As of December 2013, 12 months after the discontinuation of lenalidomide therapy, the patient is well and has achieved near normalization of her hemogram (Hb, 13.1 g/L; mean corpuscular volume, 107 fL; reticulocyte count, 4%; platelet count, 182×109/L; normal total and differential WBC counts). Her last serum ferritin level was 482 ng/mL. Moreover, compared with previous BM examinations, a significantly less prominent erythrodysplasia and a reduced number of altered megakaryocytes were observed. In addition, no blasts were found. Cytogenetic analysis revealed the persistence of isolated 5q- alteration in 6 of 20 (30%) BM metaphases. The patient is regularly followed up and continues treatment with deferasirox alone at a reduced dose.

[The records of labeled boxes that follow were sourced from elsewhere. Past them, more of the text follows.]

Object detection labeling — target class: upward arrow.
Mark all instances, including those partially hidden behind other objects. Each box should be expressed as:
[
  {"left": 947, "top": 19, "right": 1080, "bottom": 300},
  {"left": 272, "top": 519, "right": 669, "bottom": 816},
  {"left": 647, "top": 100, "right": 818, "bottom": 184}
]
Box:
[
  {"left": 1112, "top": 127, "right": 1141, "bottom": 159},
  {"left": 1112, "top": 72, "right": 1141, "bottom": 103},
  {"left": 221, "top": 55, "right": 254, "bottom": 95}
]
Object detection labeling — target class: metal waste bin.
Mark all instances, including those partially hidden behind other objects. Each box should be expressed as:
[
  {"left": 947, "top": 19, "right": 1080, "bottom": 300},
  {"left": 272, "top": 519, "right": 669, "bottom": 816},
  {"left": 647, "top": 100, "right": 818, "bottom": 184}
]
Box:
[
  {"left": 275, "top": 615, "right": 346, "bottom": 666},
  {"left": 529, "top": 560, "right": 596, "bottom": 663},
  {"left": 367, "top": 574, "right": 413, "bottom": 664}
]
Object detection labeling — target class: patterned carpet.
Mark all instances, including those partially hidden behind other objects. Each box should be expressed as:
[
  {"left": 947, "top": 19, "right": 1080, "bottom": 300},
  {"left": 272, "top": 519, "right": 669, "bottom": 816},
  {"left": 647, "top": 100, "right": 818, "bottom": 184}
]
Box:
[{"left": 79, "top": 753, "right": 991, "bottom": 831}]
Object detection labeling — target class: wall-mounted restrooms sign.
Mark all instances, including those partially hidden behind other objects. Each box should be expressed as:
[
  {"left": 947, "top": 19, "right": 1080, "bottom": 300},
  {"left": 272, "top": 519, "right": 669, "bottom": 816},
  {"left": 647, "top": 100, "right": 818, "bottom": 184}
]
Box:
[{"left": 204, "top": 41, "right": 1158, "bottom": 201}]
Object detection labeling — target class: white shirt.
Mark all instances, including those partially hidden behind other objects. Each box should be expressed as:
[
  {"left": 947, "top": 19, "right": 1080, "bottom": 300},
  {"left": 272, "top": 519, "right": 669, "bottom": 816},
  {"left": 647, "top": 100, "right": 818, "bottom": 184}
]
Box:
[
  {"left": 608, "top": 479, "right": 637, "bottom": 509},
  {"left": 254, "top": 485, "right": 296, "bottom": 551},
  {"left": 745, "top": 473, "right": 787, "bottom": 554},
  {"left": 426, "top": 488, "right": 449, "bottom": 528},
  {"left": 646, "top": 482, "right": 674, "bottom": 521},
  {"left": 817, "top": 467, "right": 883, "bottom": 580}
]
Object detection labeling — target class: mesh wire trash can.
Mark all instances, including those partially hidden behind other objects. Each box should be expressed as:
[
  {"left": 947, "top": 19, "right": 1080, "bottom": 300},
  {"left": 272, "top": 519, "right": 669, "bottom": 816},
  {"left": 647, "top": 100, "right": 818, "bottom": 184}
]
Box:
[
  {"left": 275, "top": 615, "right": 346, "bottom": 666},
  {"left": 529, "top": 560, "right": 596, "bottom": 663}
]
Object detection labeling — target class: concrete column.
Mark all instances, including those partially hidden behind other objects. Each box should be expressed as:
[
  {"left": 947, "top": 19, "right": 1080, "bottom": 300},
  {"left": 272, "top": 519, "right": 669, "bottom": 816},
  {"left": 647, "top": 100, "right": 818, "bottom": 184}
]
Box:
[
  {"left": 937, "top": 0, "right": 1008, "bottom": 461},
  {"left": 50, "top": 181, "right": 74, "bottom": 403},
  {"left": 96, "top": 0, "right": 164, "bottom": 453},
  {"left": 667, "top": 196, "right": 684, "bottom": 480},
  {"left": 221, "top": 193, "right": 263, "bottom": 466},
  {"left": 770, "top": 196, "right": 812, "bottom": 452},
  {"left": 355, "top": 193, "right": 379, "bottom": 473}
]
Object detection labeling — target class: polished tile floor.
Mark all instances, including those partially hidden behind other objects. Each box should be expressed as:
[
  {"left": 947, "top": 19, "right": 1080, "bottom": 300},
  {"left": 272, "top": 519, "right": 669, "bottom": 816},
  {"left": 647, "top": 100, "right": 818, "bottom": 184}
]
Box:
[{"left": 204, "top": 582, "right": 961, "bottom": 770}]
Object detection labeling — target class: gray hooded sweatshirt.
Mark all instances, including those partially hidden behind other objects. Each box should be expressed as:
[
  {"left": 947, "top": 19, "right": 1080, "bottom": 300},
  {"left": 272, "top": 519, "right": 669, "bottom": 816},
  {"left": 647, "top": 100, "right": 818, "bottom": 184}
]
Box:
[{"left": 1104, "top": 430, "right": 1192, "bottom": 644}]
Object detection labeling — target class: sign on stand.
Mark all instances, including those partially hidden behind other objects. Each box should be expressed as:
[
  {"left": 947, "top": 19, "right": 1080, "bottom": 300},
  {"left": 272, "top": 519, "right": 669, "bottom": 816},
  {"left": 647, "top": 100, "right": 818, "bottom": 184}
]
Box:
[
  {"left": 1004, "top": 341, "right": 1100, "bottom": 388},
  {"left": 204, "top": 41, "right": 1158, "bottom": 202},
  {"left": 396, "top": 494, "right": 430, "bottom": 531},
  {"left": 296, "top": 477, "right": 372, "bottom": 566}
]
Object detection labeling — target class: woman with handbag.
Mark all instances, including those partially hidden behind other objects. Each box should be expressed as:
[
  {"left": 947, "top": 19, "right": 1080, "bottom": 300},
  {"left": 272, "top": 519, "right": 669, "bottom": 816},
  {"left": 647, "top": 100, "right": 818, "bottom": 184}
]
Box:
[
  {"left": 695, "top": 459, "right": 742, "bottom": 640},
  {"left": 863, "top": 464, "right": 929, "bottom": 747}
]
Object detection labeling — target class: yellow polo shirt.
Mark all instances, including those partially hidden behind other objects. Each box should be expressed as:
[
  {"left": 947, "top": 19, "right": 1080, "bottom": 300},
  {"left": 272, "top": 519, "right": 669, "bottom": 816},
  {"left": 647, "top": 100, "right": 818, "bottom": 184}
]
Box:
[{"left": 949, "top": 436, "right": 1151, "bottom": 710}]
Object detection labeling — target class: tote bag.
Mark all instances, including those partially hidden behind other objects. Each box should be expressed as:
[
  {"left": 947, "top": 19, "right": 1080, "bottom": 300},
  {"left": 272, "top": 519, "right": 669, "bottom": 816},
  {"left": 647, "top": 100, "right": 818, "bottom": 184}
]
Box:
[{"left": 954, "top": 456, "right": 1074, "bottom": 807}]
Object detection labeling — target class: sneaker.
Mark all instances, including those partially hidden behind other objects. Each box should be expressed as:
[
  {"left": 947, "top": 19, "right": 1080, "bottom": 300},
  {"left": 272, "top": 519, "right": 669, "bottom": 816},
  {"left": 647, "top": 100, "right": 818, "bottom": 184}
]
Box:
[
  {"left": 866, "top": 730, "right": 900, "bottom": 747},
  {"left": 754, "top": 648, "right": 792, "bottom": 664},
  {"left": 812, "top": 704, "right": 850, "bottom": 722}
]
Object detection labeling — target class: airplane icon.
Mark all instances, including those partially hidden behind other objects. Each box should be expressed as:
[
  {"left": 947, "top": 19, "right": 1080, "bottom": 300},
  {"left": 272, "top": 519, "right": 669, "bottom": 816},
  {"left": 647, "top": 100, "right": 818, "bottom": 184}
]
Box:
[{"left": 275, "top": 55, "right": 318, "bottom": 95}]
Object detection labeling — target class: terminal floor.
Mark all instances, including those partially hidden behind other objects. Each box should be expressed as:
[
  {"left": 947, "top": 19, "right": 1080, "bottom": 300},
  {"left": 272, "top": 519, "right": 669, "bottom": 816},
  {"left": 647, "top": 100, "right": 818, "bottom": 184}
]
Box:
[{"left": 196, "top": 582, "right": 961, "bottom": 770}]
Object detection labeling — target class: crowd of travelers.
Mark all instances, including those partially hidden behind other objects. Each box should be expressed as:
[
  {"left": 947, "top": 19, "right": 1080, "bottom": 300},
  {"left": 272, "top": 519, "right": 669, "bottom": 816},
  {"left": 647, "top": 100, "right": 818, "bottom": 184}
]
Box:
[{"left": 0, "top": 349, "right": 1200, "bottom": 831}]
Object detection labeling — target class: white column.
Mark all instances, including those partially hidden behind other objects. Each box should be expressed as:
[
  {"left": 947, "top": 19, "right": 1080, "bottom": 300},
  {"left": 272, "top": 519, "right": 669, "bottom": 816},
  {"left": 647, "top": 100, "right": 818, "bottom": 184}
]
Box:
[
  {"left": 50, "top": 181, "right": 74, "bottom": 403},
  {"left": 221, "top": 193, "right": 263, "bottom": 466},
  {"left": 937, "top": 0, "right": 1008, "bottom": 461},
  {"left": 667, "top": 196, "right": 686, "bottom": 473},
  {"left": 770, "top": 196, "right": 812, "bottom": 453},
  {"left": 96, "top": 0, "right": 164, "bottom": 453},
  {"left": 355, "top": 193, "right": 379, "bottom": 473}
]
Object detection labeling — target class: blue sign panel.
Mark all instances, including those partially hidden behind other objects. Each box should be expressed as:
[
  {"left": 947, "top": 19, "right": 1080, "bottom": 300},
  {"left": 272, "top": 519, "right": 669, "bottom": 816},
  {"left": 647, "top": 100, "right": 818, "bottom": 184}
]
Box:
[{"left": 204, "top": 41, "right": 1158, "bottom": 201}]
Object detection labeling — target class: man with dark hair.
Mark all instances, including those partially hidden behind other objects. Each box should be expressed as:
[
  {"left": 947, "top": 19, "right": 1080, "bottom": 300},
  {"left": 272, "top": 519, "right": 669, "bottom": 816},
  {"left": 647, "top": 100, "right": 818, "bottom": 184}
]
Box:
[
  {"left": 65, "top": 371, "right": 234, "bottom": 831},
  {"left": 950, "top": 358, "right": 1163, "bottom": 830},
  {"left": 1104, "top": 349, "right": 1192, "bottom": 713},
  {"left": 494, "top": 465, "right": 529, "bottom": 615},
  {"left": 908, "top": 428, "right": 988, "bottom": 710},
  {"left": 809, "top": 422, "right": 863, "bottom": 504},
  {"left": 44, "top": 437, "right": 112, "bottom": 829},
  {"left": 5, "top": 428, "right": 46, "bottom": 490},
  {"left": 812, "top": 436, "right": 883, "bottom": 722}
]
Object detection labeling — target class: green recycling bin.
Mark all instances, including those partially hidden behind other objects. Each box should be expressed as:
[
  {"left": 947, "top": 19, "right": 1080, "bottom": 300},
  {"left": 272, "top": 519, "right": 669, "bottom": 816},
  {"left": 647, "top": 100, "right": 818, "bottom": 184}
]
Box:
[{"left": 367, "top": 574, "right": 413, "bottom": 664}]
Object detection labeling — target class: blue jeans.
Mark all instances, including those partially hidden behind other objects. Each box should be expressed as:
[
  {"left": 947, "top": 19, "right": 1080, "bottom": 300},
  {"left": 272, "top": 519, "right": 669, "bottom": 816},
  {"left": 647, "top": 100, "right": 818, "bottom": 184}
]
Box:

We have reported a case of long-term disease control in a patient with 5q- syndrome after suspension of lenalidomide therapy despite the persistence of the abnormal clone; at the same time, the patient's clinical course and hematological findings suggest that iron overload may have exerted a role in the progression of MDS. In this case, iron chelation therapy may have led to the improvement of erythroid dysplasia and the reduction of the cytogenetically abnormal clone that we observed during prolonged treatment with deferasirox by antioxidative mechanisms due to iron chelation itself and perhaps by other biological effects exerted by this agent. However, this case has only anecdotal value, and our interpretations of this unusual outcome are purely hypothetical and unproven by biological studies. Despite these limitations, we suggest that treatment with lenalidomide plus deferasirox should be explored in appropriately designated clinical trials in the setting of transfusion-dependent MDS.